DIFFERENTIATE YOUR BOOK
She suggested when we construct our book, we stay within the norms (again, paraphrasing) but we also differentiate ourselves somehow. What is unique about us? We don’t necessarily have the ability to be the leader in the market nor do we want to be the bargain basement, but we’re going to be somewhere in between – and when we are, follow the norms but differentiate somehow. (I’m not doing that segment justice; you’ll have to go see her presentation yourself for more on that. Maybe she’ll do a guest blog post.)
Everything stalls at 80% (AND)
She said that everything stalls at 80%. book writing, projects, manufacturing… That sounds familiar.
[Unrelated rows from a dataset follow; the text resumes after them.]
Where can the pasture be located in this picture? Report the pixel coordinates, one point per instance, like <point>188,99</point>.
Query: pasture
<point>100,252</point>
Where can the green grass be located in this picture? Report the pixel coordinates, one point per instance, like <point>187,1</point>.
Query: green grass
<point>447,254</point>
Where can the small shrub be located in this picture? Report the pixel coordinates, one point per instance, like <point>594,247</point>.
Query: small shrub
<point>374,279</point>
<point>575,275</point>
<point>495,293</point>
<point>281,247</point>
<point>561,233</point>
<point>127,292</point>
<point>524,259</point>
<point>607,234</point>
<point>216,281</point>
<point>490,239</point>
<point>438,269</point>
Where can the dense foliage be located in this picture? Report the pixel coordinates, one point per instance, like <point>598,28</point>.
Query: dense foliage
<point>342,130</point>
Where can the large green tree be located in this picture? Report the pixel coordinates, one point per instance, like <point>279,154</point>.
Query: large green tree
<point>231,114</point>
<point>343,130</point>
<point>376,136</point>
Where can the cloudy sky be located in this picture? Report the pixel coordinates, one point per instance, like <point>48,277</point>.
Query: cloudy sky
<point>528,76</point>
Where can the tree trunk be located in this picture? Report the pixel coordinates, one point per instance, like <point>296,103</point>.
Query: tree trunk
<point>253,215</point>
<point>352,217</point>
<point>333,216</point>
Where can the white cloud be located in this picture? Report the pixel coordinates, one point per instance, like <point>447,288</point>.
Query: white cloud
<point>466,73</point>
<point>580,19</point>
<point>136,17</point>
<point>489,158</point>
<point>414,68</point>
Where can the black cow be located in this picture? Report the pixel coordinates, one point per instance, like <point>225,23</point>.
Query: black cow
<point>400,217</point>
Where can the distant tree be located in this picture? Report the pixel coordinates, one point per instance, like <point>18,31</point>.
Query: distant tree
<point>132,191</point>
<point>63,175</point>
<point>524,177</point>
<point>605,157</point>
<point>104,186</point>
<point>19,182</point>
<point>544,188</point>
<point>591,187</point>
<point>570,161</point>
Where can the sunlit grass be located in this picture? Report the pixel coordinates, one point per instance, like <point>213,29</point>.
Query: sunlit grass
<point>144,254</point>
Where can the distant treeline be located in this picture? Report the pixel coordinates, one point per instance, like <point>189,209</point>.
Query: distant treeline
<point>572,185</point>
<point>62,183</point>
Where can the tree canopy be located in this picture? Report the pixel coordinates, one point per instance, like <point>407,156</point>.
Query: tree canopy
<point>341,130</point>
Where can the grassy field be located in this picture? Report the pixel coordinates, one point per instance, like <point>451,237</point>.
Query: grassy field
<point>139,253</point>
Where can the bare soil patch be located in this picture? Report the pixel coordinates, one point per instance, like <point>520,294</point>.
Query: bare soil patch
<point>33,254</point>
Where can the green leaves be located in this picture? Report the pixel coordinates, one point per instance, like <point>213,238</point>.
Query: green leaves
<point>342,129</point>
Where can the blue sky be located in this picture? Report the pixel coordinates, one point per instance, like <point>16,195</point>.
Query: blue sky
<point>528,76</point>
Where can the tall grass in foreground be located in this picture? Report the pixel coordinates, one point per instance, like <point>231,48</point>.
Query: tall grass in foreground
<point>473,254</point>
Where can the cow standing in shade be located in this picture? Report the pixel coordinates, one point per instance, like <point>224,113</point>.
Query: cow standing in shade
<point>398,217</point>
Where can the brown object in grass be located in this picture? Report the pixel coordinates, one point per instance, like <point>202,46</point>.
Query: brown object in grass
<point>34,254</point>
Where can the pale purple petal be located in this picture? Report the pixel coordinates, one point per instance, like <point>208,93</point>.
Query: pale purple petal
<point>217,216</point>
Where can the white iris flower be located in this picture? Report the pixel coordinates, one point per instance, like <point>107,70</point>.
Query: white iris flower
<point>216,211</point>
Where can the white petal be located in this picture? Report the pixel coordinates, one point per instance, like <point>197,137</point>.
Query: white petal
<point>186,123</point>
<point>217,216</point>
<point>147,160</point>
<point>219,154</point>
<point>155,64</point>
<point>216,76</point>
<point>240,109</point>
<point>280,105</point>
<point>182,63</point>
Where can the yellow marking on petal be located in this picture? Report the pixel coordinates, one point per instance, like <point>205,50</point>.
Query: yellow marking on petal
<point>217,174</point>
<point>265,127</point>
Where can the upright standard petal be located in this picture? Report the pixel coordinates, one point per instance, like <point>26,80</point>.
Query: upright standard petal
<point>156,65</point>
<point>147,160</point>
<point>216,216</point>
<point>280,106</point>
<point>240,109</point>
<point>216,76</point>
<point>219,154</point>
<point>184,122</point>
I see it with writer types all the time.
AND… Have a DEADLINE
Again, genius.
Have a deadline. That seems like that would be a huge motivator to certain friends of mine. All of them, in fact. But the proof is, how was I able to write an 80,000 word medical thriller in six weeks? Because I had to. Magically, we get things done when there’s deadline.
She suggested finding specific beta readers who will give proper feedback and that on are Facebook there are groups of beta readers you can fine; there are also online beta groups you can find. That’s something to look into.
Do First – before starting your novel.
Write back cover copy description – could you even? What a smart idea. it will keep you focused.
Find comparables
Plot key scenes
Plot key decisions
Refine main character
Iterate
And:
Set a deadline for the book to be completed.
I’m not sure she emphasized the deadline thing as much as I am, but it’s a huge point.
I firmly believe if we write the back cover first and set a deadline, we’d write better books, and complete them faster.
Those two things, plus an outline, are probably the biggest things I see myself doing for every book going forward.